Akechi and Genji (disguised as an associate of his) enter the facility, but after setting off the laser alarm, the real Akechi enters the room telling the police that the man resembling him is none other than K-20 in disguise, removing his mask, Heikichi impersonating K-20, wearing a small mask over his eyes, a black cape, and hat revealed himself. While Heikichi distracts the police, the real Akechi and Genji use the laser-protected mission to scan the painting. Heikichi is shot at several times by the police unsuccessfully and Akechi's assistant detonates explosives killing several armed officers. Yoko saves Heikichi from the police by helicopter, fulfilling her ambition of flying.

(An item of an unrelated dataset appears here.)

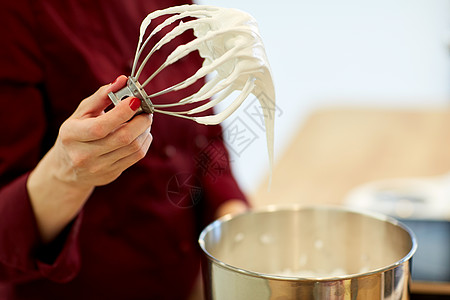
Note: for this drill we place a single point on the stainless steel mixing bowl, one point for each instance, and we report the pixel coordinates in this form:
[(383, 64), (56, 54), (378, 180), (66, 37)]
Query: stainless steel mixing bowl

Upon returning to Akechi's house with the scanned painting, they discover strange patines on the back of the artwork. Yoko finds that the Rubik's Cube-like object her grandfather gave to her was the key to activating the Tesla device. Akechi then finds a letter on his table from K-20 and is then shot, while his assistant and Yoko stay with him waiting for paramedics to arrive, Heikichi and Genji go to the building where Yoko and Akechi were to get married and find a small metal square on the floor, they place the Cube into the square, unleashing the Tesla device before they were too reactive the weapon. K-20 appears and knocks Genji unconscious before battling Heikichi, who has the key to activate the Tesla device. During their fight, Heikichi strikes K-20 in the face removing his mask, leading Heikichi to discover K-20 is really Akechi. After Heikichi declines Akechi's offer of collaboration, Akechi attempts to activate the Tesla device and use it as a destructive weapon to destroy Teito and recreate it with him in power. However, while Heikichi and Akechi were in combating, Genji removed some of the device's wires, deactivating it. Genji and Heikichi then escape the building, while Akechi is killed in the blast, with Heikichi leaping out the window seconds before the building imploded, he is saved by Yoko once again flying a helicopter, she tells him that the reason for her delay was that Akechi drugged her.

Shortly thereafter, Heikichi becomes the new K-20.

== Cast ==
- Takeshi Kaneshiro as Heikichi Endo
- Takako Matsu as Yoko Hashiba
- Tōru Nakamura as Kogoro Akechi
- Ryôhei Abe
- Kanata Hongô as Yoshio Kobayashi
- Kyusaku Shimada
- Jun Kunimura as Genji
- Takeshi Kaga as mysterious gentleman
- Kanata Hongō
- Jun Kaname
- Yutaka Matsushige
- Fumiyo Kohinata
- Reiko Takashima as Kikuko
- Toru Masuoka as Inspector Namikoshi
- Hideji Otaki
- Hana Kino
- Kazuyoshi Kushida
- Yuki Imai as Shinsuke
- Kisuke Iida

==Music==
Although a Japanese film, the final credits roll to the sound of "The Shock of the Lightning" by British band Oasis.